Adam: When did you first realize that you were on to something?

ADA: Probably [as soon as we] performed the first set of markets in 2012, on a subset of psychology replications.


Adam: Have you been able to go back and see how accurate the prediction markets have been against actual outcomes? Can you share any measurable results?

ADA: In several papers (Dreber et al. 2015, Camerer et al. 2016, Camerer et al. 2018, Forsell et al. 2019), we have found that the prediction markets [where the forecasters are] researchers in the field, typically perform well in predicting research results – not perfectly, but better than randomness. And typically, they perform slightly better than a survey on the same researchers. We are now working on the pooled data from these projects.

For the 104 replications for which we have predictions and outcomes – in the simplest analysis – we say that a market price [or probability] above 50 indicates that the market thinks the study will replicate, and a price [or probability] below 50, indicates that the study will not replicate (where replicate is defined as the replication study finding an effect in the same direction as the original study with p<0.05 in a two-sided test). With this, we find that the market predicts correctly for 76 out of 104 replications. We are discussing ways to improve this too – there are some aspects of original studies that the researchers [who are forecasting] in the markets could use more and improve their [accuracy].


Adam: Let’s look forward now: what’s next for you personally on this research front and what future do you see for “replicability markets?” If they become widespread, how will this change scientific research as it’s practiced today and the gateways that control the publishing of this research?

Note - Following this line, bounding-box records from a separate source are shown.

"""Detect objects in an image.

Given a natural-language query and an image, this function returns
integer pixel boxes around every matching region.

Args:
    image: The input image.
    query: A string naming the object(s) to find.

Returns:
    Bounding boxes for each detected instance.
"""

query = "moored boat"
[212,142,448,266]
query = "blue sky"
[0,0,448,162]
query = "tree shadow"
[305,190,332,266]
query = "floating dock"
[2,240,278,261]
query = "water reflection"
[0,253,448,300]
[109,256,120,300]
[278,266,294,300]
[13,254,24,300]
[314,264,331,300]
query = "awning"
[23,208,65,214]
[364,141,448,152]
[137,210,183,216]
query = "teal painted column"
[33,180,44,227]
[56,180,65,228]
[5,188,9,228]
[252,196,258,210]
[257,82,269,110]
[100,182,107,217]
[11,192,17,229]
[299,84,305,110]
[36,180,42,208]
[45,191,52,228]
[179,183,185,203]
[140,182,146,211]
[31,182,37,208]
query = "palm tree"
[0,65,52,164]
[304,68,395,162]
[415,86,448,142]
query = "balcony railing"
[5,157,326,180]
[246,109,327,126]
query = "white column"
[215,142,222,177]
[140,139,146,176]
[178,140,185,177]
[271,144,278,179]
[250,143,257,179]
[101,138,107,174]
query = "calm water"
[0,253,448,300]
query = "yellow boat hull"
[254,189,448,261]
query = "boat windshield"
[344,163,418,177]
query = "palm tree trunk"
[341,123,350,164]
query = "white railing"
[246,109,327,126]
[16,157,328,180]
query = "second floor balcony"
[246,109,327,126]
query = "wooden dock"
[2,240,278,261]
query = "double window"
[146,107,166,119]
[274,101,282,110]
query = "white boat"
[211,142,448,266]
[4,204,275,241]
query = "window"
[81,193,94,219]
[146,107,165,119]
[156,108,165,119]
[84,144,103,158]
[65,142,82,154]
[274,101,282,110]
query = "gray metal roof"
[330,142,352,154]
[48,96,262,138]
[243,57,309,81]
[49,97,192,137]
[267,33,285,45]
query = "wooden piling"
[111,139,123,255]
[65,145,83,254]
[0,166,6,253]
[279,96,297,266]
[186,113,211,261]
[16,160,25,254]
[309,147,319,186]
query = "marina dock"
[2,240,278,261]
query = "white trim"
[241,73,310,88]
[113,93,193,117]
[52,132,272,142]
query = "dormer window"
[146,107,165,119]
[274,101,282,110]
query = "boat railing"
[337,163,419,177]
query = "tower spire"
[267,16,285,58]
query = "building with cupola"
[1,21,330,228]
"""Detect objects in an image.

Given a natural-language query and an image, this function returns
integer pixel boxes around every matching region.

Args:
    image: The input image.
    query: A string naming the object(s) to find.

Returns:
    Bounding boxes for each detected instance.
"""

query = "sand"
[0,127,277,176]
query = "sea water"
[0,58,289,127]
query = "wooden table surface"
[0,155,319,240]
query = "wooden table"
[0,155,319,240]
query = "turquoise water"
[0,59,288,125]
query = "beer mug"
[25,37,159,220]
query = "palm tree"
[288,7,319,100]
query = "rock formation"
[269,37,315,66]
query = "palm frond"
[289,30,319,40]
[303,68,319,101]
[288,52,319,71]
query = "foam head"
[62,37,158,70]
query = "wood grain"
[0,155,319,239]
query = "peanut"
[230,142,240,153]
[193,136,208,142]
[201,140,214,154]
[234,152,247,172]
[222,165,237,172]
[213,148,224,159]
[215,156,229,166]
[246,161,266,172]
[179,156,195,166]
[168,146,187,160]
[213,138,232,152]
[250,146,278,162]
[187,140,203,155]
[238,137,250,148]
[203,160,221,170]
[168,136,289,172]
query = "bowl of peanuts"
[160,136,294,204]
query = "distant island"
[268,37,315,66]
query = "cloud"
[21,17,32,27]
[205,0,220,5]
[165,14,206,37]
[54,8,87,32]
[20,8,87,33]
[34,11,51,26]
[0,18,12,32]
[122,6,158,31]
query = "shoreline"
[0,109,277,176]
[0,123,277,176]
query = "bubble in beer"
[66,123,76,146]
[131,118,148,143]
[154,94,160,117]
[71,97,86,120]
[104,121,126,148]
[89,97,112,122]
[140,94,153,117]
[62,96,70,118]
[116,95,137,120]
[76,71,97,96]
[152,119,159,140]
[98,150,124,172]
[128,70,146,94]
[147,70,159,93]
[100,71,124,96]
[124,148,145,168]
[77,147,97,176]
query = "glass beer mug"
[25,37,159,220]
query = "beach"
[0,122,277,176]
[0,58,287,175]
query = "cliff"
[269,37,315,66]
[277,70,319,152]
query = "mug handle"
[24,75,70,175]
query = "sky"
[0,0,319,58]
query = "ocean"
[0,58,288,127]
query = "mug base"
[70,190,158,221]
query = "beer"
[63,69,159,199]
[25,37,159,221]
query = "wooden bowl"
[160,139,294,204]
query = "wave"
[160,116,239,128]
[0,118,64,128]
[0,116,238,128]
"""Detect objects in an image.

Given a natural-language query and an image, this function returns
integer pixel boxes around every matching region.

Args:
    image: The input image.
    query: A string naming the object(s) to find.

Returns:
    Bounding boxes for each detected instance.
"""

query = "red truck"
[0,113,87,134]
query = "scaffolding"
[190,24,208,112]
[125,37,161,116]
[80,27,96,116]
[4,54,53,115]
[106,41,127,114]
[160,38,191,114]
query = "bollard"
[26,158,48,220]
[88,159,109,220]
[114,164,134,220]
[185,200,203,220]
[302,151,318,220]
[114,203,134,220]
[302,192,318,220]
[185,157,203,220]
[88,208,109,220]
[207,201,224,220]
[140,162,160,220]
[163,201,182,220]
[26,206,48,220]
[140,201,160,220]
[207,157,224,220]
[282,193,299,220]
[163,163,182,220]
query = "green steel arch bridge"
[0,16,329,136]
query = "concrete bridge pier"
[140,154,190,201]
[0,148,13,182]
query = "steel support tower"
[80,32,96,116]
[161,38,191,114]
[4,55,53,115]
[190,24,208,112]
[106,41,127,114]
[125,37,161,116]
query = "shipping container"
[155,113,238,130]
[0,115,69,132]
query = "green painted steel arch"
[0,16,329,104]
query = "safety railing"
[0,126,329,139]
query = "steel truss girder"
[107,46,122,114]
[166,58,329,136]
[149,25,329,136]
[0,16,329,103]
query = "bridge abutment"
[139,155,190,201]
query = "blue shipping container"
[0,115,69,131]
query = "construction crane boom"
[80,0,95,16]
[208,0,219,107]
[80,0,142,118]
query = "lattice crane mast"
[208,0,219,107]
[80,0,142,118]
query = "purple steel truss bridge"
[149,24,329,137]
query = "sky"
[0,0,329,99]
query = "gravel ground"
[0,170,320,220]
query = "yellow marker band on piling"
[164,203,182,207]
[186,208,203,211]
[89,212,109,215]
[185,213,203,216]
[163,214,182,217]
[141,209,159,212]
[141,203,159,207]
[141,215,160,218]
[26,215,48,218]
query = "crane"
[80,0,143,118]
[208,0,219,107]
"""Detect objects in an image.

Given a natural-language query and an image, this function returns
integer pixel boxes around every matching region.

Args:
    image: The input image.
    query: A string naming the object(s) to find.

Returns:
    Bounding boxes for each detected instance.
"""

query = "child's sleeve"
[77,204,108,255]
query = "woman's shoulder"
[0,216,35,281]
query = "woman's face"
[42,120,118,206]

ADA: Good question! Not sure – I’m continuing with my collaborators on a bunch of related projects but also going in new directions – and the replication crisis has definitely led to many journals and researchers making changes in practices. It would be fantastic if we could test whether prediction markets could be added to the review process – not replacing the 3-5 reviewers who carefully read the paper, but as an addition, and see how much that improves the review process.